Figure 7 demonstrates the Q × f values of the (Mg_1-xZn_x)V₂O₆ (x = 0–0.09) ceramics sintered at various temperatures. Both intrinsic and extrinsic losses are included in the overall measured microwave dielectric losses. Typical intrinsic loss is mainly a result of the lattice vibration modes; extrinsic loss, however, can be related to density, second phases, impurities, surface morphology, and the lattice defects [16,17]. Accordingly, the Q × f increased with increases in sintering temperature, reaching a maximum at 610°C, which corresponds to the optimal sintering temperature mentioned earlier, and decreased thereafter.

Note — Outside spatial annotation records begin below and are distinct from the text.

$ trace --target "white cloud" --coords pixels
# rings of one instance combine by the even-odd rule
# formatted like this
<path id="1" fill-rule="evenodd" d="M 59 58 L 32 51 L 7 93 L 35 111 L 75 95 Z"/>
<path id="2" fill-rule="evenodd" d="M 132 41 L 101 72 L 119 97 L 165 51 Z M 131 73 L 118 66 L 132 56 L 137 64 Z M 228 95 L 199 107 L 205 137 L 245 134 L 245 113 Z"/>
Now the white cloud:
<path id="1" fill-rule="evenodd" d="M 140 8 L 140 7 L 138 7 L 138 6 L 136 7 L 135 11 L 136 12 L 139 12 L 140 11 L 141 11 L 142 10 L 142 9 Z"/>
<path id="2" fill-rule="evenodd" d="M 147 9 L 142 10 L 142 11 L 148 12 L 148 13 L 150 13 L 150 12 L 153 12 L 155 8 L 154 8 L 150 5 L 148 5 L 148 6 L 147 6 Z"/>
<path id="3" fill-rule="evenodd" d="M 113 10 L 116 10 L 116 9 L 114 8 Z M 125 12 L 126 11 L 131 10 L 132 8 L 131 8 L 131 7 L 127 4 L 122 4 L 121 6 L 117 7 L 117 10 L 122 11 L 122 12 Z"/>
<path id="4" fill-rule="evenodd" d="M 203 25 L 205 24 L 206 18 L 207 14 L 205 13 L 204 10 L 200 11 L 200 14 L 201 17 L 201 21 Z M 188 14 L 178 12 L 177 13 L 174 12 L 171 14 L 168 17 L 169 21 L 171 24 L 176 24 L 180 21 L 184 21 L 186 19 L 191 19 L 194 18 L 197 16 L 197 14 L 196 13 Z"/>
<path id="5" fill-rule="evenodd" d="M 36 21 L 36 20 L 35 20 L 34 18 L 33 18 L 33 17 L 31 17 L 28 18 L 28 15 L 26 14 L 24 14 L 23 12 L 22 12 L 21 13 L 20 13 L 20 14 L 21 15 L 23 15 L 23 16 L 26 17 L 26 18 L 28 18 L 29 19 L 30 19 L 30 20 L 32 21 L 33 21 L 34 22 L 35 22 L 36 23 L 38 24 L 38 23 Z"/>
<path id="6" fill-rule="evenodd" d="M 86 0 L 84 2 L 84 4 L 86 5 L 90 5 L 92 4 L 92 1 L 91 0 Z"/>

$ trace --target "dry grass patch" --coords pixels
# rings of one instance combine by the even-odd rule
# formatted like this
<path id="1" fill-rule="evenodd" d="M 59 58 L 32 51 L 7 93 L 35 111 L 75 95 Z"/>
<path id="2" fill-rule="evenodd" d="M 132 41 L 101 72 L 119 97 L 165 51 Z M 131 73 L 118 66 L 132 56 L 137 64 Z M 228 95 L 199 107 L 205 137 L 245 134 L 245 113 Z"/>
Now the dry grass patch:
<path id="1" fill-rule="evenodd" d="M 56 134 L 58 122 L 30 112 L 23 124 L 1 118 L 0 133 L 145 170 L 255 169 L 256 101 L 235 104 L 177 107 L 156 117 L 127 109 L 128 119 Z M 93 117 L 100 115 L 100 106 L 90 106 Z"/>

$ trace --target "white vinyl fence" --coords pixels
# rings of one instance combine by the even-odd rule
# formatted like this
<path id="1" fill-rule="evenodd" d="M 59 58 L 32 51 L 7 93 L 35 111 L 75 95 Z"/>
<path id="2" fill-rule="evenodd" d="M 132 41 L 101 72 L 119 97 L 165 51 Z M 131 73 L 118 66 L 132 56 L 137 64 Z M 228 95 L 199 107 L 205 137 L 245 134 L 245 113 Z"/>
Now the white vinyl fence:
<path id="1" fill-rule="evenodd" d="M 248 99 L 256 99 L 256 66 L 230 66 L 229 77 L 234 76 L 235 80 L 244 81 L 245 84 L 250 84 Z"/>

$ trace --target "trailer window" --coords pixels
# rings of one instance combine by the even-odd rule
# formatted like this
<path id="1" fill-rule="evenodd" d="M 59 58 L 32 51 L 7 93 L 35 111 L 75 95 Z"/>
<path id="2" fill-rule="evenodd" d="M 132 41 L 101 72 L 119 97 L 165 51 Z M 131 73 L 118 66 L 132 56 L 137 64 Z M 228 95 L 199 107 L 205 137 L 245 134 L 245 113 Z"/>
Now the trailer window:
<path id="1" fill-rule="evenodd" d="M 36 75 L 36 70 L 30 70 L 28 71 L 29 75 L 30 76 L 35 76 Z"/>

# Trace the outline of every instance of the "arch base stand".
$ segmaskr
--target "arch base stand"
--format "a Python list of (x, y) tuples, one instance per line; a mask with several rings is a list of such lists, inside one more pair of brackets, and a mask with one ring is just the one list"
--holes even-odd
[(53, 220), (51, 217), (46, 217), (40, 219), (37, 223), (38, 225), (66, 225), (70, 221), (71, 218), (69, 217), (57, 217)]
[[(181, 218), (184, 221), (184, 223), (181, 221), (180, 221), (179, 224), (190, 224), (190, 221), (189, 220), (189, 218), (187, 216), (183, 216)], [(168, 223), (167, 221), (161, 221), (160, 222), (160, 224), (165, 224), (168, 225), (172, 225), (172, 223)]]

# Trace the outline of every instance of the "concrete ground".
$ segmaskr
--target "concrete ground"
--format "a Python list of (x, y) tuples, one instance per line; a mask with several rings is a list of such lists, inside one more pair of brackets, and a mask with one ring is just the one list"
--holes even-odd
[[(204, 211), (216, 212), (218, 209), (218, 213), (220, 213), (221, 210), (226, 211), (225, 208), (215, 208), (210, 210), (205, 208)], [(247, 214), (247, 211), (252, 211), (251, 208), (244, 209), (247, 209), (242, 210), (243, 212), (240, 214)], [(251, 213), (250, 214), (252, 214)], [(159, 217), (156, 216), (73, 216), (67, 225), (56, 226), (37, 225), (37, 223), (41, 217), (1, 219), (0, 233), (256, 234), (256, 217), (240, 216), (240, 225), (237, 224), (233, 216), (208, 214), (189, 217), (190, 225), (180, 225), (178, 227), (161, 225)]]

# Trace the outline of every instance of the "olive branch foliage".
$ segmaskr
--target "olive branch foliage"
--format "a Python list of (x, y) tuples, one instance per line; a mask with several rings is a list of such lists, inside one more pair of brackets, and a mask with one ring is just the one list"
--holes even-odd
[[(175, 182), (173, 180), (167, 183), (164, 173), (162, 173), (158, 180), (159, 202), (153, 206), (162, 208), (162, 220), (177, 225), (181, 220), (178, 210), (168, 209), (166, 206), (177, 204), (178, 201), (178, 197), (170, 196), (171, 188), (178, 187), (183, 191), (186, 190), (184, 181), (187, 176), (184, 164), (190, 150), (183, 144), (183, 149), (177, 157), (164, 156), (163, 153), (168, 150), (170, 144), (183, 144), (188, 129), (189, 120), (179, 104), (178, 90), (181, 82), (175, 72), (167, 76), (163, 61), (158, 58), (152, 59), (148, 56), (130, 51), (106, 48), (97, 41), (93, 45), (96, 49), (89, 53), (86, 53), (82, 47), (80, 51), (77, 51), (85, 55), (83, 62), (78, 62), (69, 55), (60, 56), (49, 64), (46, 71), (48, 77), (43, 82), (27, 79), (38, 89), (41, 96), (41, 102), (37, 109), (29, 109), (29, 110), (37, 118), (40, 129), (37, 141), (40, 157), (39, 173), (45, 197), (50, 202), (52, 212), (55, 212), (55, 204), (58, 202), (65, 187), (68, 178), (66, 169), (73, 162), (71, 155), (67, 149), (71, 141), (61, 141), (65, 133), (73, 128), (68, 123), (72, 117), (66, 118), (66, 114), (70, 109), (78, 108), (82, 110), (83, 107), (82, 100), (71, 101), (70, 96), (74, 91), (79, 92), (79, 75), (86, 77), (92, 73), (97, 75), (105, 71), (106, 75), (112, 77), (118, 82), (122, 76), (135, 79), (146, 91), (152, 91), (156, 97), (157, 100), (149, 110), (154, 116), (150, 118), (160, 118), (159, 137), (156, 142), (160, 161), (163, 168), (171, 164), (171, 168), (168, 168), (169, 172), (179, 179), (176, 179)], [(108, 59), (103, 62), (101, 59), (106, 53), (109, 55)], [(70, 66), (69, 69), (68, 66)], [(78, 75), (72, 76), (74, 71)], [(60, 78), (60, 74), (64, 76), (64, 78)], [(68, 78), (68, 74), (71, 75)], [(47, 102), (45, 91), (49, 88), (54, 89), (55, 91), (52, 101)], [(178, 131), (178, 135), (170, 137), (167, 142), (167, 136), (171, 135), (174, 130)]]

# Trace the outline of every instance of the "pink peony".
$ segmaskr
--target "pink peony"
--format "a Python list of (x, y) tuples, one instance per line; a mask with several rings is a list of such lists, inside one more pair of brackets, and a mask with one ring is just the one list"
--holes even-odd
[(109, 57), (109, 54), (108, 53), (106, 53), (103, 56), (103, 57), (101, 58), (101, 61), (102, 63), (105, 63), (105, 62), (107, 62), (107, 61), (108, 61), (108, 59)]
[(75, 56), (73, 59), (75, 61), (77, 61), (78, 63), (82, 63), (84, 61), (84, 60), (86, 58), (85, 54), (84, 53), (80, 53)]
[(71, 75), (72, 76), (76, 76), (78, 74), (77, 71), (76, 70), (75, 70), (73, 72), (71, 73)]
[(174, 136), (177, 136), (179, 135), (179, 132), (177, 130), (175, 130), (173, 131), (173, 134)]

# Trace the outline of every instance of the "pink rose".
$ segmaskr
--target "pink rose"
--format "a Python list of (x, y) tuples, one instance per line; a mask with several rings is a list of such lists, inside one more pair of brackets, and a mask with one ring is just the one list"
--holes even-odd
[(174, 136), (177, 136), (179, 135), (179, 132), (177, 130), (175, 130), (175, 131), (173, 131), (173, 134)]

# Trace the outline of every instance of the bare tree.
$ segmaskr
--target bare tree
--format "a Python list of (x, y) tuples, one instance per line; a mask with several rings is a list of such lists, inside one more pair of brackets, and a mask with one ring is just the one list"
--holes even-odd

Moreover, the variations of Q × f for specimens with x = 0–0.09 at 610°C was also consistent with those of the relative density, implying that the dielectric loss of specimens was mainly attributed to the extrinsic loss corresponding to the densification of ceramics. Compared to the x = 0 specimen, the x = 0.07 specimen exhibited a 50% increase in the Q × f and a maximum value of 15,300 GHz @15.5 GHz could be achieved for the (Mg_0.93Zn_0.07)V₂O₆ specimen sintered at 610°C.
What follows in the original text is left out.